When I was little, I wanted to help people. Now I’m medium, not big yet, and I still want to help people.

Now that I’m medium, not big yet, I’m trying. Really trying to be a doctor that helps people.

I sit through sign out, with my colleagues—ranging from little to big—and we are all figuring out how to help people.

Sometimes it’s easy, the patients who come in, have a baby, then leave. I barely do anything except provide the hands to help catch the baby. Of course no one wants their baby to fall, but even if I am not there, the patient, the baby, would be okay. I provide the guidance, the encouragement, the countdown from 10 while they push. But the patient already has all they need in them. The patients ("our patients" we say sometimes to make us believe we provided them what they need—like they are ours until we give them away at the end of their hospital stay) just need a little reminder. Anyways the patients are always capable. They aren’t ours—they belong to themselves, their newborns, their families.

Sometimes helping patients is much harder. Sometimes the patients need to be in the hospital because the hospital has what they need. They need to be monitored. They need medicine. They need fluids. They need hands—the caring hands of the nurse, of the doctor, of the surgeon. But the patient doesn’t want it. Too many times, the patient has not been helped. They’ve actually been hurt by the monitors, the medicine, the hands— someone’s hands. And we all try, we try to be gentle, we listen, we explain, we wait. And in my head, all these things will help the patient. But the patient (not our patient— definitely not ours this time) doesn’t want it. And eventually we will need to do surgery, and we explain that it’s the best thing but it doesn’t make sense to them. And in my head, I think if they only let us help earlier then we wouldn’t be here in this situation. But maybe it’s not my situation to be in because some person some time ago did something to the patient said something to the patient and I am here witnessing what happens when people are not helped. When they are hurt. And I can’t help this patient. I can witness and she will tell me when she is ready to be helped but she might never be and that’s okay.

Sometimes it is hard for me to help the patient because the patient reminds me of my grandma.
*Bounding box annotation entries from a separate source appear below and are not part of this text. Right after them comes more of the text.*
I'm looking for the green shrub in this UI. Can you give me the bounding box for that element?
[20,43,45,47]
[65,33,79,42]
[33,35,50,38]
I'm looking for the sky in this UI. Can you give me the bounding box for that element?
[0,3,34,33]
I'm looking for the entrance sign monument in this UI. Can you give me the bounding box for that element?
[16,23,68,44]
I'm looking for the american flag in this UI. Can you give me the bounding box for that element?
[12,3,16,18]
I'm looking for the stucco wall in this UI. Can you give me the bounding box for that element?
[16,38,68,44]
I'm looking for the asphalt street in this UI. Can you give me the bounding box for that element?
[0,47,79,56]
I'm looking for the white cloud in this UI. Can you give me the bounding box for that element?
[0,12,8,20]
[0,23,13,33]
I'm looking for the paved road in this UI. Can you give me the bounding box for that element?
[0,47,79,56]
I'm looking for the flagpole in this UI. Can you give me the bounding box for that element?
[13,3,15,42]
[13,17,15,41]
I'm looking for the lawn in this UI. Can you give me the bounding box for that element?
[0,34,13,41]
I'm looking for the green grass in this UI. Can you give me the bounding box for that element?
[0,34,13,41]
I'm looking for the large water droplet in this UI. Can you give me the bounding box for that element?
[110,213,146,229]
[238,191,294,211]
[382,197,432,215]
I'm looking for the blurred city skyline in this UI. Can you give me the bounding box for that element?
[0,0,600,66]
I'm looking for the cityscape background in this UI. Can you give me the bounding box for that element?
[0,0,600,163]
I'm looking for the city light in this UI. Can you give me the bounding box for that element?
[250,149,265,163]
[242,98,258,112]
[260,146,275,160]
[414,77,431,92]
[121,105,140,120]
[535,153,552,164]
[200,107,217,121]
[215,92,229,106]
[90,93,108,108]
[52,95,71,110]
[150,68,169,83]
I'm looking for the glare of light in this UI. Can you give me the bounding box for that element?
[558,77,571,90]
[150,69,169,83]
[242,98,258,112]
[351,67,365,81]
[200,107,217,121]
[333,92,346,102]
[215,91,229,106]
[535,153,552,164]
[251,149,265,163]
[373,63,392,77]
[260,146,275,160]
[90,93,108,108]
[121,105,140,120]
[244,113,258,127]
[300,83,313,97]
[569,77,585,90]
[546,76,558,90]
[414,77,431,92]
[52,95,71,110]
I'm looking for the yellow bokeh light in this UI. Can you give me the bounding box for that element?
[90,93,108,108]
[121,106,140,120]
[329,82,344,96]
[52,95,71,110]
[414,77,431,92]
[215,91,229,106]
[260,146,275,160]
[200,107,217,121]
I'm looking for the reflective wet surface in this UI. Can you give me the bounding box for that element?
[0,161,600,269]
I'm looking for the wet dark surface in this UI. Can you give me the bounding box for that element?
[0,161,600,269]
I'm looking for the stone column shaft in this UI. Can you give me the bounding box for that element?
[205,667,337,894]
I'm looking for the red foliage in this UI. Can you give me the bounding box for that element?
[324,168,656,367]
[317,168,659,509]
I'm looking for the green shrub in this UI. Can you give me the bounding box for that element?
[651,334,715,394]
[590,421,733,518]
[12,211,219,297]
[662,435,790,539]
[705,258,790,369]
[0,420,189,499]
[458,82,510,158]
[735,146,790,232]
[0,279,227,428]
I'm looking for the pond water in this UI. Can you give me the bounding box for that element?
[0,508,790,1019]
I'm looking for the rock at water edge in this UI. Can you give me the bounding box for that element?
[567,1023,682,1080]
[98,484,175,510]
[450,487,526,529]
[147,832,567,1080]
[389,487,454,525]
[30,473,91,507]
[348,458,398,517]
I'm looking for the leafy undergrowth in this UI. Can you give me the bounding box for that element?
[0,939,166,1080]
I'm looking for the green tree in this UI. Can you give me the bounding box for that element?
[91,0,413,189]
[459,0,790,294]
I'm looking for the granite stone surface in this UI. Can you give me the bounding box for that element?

She can say good morning but then she needs a translator. No one is there with her. Her kids can only come this weekend because they also work, they also help people. She is frail the patient (our patient). She is dying. I don’t know enough to help. Someone big does but I do not. I press on her abdomen. I hold back tears. I am big enough to know she’s going to die.

Sometimes all I want to do is help the patient because she reminds me of my dear friend. She is pregnant. Barely. The baby will not live if it’s born. But it’s going to be born. All I want to do is sit in her room and make sure she is okay. The baby will be born. I’ll catch the baby. I’ll clean it off and feel for the heart rate and it will not be beating. I’ll give the baby to her (the patient, my patient). She will cry. I will cry.

Then I sit in the airport. Because sometimes I have to leave. I cannot pretend to help people all the time. I cannot try to help people all the time. I cannot think about helping people all the time. I leave my laptop at home so I cannot try to read or learn or figure out how to help people. It’s all very hard sometimes. So I sit at the airport. There’s a mom, with her toddler. They are playing—well walking really. But everything is playing when you’re a toddler. Unless you’re crying. But I am watching the toddler and the mom and they are here together maybe also in the airport so the mom can take a break from helping people. Anyways they are playing. And I think maybe I am helping people.

Maybe when I’m big I’ll figure it all out.


Layla Joudeh is a Syrian-American obstetrician-gynecology resident at the University of North Carolina, Chapel Hill. She leans on writing and reading to help her process the ups and downs of her medical career.